Associate Justice of South Carolina
- In office April 17, 1935 – January 1, 1954
- Preceded by: John G. Stabler
- Succeeded by: Lionel K. Legge

Personal details
- Born: November 4, 1883 Walterboro, South Carolina
- Died: January 30, 1964 (aged 80)
- Spouse: Mary Gage
- Alma mater: The Citadel

= Edward Ladson Fishburne =

American judge

Edward Ladson Fishburne was a South Carolina state supreme court justice and grandson of Lieutenant Governor Merrick E. Carn.
He graduated from The Citadel in 1904 and taught school for two years afterwards. He later entered the legal profession of his father, William Josiah Fishburne, a distinguished South Carolina lawyer. After his father's death, he took a partner named Major Madison P. Howell, a longtime friend. He also served as Walterboro mayor, like his grandfather, and as a state militia officer.
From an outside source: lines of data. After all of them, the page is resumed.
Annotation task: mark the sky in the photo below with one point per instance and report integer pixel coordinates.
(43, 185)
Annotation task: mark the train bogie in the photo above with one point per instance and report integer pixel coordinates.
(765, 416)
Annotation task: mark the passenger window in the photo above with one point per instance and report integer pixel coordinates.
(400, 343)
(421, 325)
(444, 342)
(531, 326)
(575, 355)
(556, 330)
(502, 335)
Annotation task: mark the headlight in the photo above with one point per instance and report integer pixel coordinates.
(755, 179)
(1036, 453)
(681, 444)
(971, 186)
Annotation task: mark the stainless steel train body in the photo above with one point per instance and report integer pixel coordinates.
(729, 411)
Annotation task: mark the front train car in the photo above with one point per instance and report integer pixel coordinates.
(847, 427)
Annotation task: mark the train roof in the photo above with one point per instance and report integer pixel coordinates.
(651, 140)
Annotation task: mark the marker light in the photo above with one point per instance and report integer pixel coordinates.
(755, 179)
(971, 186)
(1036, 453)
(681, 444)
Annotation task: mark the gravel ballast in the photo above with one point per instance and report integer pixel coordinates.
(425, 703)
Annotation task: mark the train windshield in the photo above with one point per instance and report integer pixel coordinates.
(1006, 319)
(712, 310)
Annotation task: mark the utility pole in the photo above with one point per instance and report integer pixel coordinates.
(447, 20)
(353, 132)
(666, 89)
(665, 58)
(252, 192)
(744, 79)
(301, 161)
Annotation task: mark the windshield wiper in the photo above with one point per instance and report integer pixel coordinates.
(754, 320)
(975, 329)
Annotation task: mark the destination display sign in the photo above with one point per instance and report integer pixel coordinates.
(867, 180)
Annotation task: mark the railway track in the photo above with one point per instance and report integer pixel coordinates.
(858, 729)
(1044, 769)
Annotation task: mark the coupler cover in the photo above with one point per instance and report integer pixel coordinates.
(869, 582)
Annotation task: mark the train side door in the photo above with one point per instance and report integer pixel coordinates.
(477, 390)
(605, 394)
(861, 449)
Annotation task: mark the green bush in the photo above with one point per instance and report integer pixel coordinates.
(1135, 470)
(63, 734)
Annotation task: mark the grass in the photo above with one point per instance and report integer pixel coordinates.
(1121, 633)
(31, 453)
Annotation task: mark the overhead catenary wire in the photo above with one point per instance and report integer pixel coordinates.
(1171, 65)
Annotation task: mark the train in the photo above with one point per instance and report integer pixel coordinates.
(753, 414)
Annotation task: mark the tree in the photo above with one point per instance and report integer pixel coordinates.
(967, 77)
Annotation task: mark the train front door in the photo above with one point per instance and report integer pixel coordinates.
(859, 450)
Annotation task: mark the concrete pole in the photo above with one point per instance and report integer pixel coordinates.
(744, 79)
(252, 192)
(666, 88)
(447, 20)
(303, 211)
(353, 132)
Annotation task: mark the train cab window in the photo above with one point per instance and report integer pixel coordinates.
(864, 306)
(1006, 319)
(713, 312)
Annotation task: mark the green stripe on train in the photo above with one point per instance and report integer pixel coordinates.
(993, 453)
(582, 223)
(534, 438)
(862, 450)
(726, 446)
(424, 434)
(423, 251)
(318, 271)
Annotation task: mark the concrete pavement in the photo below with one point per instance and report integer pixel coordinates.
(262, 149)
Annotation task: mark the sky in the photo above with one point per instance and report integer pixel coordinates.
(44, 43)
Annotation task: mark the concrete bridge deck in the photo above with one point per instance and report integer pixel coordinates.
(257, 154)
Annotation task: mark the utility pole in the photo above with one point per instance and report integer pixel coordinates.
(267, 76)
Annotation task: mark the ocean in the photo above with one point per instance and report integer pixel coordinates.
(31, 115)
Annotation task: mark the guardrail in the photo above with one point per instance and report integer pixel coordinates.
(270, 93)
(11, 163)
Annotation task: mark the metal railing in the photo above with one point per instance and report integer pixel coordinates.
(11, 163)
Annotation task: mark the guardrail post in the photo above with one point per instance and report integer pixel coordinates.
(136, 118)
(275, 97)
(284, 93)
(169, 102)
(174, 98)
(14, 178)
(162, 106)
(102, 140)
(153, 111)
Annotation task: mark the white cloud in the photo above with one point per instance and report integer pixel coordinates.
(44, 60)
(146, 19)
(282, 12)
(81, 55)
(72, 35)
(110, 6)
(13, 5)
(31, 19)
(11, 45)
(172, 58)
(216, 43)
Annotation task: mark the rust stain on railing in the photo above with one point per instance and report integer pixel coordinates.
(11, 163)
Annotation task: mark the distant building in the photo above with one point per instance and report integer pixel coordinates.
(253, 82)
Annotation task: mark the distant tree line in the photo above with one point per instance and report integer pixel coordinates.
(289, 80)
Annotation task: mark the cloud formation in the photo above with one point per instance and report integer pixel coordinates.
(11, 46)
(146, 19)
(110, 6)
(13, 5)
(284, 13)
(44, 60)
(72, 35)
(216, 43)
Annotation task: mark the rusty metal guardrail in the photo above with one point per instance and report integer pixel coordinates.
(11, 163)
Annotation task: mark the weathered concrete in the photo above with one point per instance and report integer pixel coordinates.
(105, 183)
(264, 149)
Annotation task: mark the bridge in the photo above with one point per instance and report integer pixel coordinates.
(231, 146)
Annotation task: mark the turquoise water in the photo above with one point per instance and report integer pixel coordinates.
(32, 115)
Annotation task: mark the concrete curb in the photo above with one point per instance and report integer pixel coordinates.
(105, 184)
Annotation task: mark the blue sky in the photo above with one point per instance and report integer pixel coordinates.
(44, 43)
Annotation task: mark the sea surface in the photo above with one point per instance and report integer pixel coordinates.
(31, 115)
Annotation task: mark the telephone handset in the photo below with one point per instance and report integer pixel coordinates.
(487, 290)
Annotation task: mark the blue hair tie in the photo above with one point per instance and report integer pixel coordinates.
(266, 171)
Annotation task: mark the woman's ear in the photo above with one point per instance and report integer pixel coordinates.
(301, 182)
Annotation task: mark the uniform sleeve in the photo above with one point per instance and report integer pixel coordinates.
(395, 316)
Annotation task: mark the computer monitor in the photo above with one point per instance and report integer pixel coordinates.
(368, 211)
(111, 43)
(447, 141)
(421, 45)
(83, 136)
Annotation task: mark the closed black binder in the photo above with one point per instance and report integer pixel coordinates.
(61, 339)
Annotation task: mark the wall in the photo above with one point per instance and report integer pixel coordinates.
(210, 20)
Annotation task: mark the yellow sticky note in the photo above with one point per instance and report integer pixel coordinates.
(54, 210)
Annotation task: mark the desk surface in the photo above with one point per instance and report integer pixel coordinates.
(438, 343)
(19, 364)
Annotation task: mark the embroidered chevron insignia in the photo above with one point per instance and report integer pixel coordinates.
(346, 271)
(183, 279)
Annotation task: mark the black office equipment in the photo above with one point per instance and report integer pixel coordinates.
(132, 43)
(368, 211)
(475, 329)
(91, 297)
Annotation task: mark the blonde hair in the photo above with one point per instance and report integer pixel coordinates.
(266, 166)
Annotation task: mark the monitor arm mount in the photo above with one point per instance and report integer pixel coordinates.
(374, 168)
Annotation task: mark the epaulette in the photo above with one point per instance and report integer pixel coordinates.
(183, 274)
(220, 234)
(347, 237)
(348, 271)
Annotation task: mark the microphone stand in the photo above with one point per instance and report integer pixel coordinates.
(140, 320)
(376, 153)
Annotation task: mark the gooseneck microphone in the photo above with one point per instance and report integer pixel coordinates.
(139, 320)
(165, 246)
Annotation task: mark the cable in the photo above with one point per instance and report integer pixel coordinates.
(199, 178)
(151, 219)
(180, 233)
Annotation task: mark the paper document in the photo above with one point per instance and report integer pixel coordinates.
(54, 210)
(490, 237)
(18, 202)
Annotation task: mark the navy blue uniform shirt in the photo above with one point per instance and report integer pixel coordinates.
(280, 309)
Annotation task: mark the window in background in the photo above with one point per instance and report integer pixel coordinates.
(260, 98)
He was appointed to the office of associate justice of the South Carolina Supreme Court on April 17, 1935, which he held for some 19 years until 1954.

He married Ms. Mary Gage, the daughter of South Carolina Associate Supreme Court Justice George W. Gage of Chester. The Fishburnes had two biological children and adopted four others.

In 2003, the South Carolina Chief Justice Jean H. Toal met with the family to unveil a portrait of the late justice.